DEMAND FOR emergency loans from the European Central Bank (ECB) has jumped to levels not seen since the collapse of Lehman Brothers, in a surprise move blamed by some brokers on a “fat finger” trading error.
Brokers said that one of the possible reasons for the jump in borrowing through the ECB’s marginal lending facility, which charges penal interest rates and tends to be used by banks in difficulty, could be an erroneous trade.
Euro zone banks borrowed €15.8 billion through the facility, which charges a rate of 1.75 per cent, three-quarters of a percentage point above ECB base rates, on Wednesday.
That compared with €1.2 billion the previous day and a daily average of just €100 million this year.
Brokers said there were no general signs of tensions in the system. There were no rumours of banks encountering severe funding problems either.

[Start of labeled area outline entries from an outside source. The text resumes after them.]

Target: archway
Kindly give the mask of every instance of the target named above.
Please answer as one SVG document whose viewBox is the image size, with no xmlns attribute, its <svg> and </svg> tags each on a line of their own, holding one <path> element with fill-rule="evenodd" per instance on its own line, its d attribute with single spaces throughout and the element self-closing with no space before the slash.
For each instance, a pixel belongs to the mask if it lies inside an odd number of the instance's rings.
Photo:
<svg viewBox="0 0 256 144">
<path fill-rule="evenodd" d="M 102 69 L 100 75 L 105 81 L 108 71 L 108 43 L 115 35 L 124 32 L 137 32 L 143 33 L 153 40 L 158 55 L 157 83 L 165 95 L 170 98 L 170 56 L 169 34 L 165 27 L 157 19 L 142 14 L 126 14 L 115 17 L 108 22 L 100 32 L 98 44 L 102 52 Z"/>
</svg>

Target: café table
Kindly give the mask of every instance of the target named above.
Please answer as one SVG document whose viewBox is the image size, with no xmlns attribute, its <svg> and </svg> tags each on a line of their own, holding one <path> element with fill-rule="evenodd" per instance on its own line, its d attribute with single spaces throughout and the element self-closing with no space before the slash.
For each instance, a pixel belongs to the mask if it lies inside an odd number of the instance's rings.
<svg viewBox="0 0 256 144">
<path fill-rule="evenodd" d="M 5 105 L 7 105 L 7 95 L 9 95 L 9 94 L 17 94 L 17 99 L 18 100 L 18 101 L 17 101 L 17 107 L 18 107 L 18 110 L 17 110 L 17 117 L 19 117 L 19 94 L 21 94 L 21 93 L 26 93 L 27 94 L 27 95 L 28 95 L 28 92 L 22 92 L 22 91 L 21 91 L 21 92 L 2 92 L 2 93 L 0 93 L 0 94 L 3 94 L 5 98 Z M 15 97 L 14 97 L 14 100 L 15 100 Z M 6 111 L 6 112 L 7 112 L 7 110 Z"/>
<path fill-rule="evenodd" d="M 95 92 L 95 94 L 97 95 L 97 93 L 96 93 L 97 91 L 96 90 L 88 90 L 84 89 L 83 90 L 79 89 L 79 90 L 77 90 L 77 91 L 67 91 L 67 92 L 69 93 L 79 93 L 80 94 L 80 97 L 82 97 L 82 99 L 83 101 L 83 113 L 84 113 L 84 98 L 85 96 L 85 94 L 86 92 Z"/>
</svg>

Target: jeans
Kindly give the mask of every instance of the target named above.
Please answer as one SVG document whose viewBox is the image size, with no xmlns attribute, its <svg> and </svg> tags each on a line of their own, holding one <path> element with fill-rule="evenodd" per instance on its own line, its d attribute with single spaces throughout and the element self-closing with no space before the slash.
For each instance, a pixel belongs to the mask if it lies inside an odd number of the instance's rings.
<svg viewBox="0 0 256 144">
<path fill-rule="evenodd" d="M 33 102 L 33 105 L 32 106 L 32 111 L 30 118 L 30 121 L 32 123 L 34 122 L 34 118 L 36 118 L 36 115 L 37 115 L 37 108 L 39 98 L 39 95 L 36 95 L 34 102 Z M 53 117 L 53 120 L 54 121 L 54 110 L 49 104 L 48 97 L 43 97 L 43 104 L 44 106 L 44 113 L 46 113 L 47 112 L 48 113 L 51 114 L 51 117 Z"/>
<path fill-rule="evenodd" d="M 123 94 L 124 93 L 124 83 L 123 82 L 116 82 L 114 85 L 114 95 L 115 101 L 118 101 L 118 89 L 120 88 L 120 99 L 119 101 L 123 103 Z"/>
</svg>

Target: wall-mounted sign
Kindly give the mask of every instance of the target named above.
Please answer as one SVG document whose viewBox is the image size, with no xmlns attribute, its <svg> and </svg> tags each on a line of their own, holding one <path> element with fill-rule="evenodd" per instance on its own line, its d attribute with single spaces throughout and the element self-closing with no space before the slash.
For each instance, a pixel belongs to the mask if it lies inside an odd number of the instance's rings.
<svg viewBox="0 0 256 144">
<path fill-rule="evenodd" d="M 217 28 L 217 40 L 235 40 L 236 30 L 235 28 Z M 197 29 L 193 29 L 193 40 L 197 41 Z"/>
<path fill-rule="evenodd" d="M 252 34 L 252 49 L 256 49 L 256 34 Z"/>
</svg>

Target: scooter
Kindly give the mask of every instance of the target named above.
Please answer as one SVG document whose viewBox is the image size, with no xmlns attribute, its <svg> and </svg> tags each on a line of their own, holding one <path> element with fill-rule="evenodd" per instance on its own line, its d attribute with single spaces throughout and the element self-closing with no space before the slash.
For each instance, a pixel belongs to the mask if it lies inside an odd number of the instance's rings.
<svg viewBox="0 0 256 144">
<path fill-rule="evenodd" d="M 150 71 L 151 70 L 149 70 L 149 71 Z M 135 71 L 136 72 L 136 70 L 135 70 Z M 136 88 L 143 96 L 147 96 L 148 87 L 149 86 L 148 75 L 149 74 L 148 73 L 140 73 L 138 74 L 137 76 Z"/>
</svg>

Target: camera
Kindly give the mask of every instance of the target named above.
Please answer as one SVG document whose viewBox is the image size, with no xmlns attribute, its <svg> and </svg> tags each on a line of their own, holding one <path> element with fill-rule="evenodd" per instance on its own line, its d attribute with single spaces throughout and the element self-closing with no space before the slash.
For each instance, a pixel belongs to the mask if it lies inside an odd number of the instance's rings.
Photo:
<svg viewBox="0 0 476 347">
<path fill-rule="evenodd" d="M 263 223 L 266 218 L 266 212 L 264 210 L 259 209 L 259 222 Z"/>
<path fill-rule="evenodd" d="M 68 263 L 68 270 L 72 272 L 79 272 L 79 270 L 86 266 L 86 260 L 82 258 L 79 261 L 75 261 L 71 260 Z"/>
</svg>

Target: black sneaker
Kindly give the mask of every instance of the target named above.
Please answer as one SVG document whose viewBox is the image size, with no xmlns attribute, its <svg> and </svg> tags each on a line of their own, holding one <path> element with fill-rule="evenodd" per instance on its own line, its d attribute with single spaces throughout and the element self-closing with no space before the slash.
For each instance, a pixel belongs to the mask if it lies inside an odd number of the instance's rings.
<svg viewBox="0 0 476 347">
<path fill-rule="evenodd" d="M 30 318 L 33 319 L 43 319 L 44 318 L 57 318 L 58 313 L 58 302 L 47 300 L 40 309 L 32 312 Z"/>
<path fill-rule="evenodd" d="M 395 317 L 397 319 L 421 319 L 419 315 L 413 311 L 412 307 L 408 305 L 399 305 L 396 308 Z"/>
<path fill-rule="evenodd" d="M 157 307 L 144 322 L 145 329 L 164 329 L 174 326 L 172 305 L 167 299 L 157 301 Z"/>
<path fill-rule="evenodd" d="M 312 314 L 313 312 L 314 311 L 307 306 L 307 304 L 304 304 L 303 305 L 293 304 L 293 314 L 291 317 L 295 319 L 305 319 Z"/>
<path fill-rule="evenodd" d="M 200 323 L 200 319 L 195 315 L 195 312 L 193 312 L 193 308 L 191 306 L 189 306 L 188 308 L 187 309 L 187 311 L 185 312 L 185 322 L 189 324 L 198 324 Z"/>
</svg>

The benchmark overnight market rate for lending euros, known as Eonia, eased to 0.7 per cent on Wednesday from 0.75 per cent the previous day.
Yesterday’s demand for emergency ECB loans was the highest since June 2009. It matched levels that were consistently seen about the time of Lehman’s failure, when banks were struggling to finance themselves. Then, lending markets seized up because banks, worried about counter-party risk, were refusing to lend to each other.
Don Smith, economist at Icap, said: “This is an extremely unusual event and at face value should trigger alarm in the market, but there is absolutely no sense of panic, which suggests that this is probably a dealer error – maybe a miscalculation or a ‘fat finger’ on a keyboard.”
Traders can make mistakes in transactions by failing to type in a decimal point or typing in an extra zero.
In this case, a dealer could have typed in an order for €15 billion instead of €1.5 billion, brokers said. This would involve losses for the borrower involved.
Laurent Fransolet, analyst at Barclays Capital, suggested an alternative explanation: a bank that had become heavily dependent on ECB loans deliberately switched to the central bank’s marginal lending facility rather than using its regular offers of liquidity. Such a move could have been engineered by the ECB in order to “clean” the system, he said.
The ECB declined to comment, in line with its policy of not providing any details about the lending facility.